BRA – Si inaugura stasera (lunedì 7 settembre) l’area fitness voluta da Aido (Associazione italiana donatori organi, tessuti e cellule) nel parco Atleti azzurri d’Italia, nelle vicinanze del santuario della Madonna dei fiori. A partire dalle 18, alla presenza dei volontari Aido, del sindaco Gianni Fogliato e dei presidenti della Regione Alberto Cirio e della Provincia Luca Robaldo, ci sarà il taglio del nastro e un brindisi augurale.

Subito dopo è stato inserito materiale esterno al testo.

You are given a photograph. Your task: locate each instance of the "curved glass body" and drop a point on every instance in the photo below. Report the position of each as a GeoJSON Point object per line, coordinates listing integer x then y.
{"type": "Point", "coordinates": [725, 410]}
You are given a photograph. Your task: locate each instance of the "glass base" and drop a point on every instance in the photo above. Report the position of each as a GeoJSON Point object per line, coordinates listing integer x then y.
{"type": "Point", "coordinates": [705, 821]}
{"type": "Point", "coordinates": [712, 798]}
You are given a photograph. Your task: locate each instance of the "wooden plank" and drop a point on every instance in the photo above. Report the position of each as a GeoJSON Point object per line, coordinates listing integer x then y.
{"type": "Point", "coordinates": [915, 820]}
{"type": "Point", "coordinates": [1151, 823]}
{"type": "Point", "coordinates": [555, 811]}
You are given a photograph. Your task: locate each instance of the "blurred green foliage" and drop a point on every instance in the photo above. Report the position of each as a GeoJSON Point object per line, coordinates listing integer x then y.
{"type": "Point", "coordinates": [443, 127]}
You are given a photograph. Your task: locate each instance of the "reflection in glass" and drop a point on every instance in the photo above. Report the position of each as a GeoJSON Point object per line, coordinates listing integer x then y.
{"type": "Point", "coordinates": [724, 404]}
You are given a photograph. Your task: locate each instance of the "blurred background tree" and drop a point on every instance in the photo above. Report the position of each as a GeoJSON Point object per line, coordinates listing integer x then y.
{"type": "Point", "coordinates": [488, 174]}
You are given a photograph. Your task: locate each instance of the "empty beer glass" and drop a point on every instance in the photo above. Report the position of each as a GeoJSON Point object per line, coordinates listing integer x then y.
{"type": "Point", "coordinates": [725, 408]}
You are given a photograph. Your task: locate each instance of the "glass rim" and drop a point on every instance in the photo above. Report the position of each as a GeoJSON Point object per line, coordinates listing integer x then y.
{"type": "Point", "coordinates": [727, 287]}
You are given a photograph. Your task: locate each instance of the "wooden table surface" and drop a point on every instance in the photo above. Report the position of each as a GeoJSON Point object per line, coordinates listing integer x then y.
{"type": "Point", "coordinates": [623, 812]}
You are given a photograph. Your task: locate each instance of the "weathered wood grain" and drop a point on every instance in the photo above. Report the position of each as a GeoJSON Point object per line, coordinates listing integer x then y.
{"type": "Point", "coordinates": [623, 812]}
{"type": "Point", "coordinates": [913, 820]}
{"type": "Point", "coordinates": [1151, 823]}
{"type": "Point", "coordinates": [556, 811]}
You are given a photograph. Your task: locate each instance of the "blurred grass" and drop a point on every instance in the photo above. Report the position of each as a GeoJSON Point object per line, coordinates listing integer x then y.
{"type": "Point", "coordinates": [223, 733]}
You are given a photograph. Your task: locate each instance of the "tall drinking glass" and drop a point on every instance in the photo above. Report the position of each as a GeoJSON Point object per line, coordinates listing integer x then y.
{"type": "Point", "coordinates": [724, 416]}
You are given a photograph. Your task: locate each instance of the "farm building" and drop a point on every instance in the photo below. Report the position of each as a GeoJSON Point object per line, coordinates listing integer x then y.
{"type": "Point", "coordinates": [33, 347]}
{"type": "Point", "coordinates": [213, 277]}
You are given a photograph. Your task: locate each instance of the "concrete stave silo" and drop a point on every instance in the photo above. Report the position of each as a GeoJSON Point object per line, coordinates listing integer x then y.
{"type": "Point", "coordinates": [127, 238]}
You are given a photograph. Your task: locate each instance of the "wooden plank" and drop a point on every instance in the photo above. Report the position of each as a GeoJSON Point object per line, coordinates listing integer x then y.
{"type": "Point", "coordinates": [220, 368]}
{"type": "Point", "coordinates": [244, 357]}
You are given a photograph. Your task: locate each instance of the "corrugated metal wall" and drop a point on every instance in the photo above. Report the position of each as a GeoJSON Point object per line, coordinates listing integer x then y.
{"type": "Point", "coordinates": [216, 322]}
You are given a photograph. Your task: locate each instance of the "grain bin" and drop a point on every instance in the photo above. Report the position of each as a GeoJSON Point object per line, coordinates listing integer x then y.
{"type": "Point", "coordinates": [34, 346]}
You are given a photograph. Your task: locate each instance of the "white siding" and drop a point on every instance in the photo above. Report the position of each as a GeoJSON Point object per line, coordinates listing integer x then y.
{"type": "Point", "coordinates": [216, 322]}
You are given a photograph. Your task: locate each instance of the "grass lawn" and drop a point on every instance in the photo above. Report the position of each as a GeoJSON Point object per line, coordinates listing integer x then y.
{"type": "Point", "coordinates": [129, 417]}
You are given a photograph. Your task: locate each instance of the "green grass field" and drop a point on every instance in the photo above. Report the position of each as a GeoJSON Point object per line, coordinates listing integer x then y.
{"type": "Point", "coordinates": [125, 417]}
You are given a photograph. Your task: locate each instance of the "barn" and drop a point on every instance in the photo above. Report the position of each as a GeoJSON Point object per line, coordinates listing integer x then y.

Spiega il presidente della sezione Aido intercomunale di Bra Gianfranco Vergnano: «Con la nuova area fitness nel contesto di parco Atleti azzurri d’Italia siamo arrivati a dar vita al quarto step progettuale che porta piazzetta Aido ad essere una life zone per la prevenzione della vita, forte del motto “+ Sport + vita” perché Aido è vita e speranza ai tanti pazienti; ricordiamo anche che oggi sono oltre 8 mila le persone, in lista d’attesa per un trapianto».
Sul pavimento antitrauma azzurro, di questa zona calisthenics/corpo libero (ovvero con strutture fisse) sono state collocate alcune sbarre per trazione, le parallele, per allenare pettorali, tricipiti e spalle e altri attrezzi; caratteristica fondamentale della zona è la sua inclusività, garantita dalla presenza di una «dip-station», che permette agli utenti in sedia a rotelle di accedere alle barre da entrambe le estremità, per effettuare i loro allenamenti in sicurezza.
La nuova area completa, idealmente, la strumentazione collocata nell’attigua piazzetta Aido, a giugno 2024, sempre idonea per i diversamente abili. «Siamo davvero contenti e soddisfatti di esser riusciti a dar concretezza a questa nuova opportunità progettuale per un’azione sociale che auspichiamo possa portare tanti braidesi e non solo a mantenersi in forma praticando dello sport ed ad esprimersi favorevolmente al “dono”», dice Vergnano a cui fà eco il numero uno della sezione provinciale di Cuneo Enrico Giraudo, che commenta: «Questa nuova e bella iniziativa rende merito alla nostra realtà associativa che sul cuneese festeggia quest’anno 50 anni di attività con oltre 22mila espressioni favorevoli al dono in una città, Bra in evidenza associativa nel rapporto tra adesioni e popolazione seconda solo a Cuneo, ma simpaticamente molto vicina al “sorpasso” rendendo così merito all’impegno dei volontari del territorio che ancora una volta hanno saputo esprimere impegno, capacità e sana determinazione».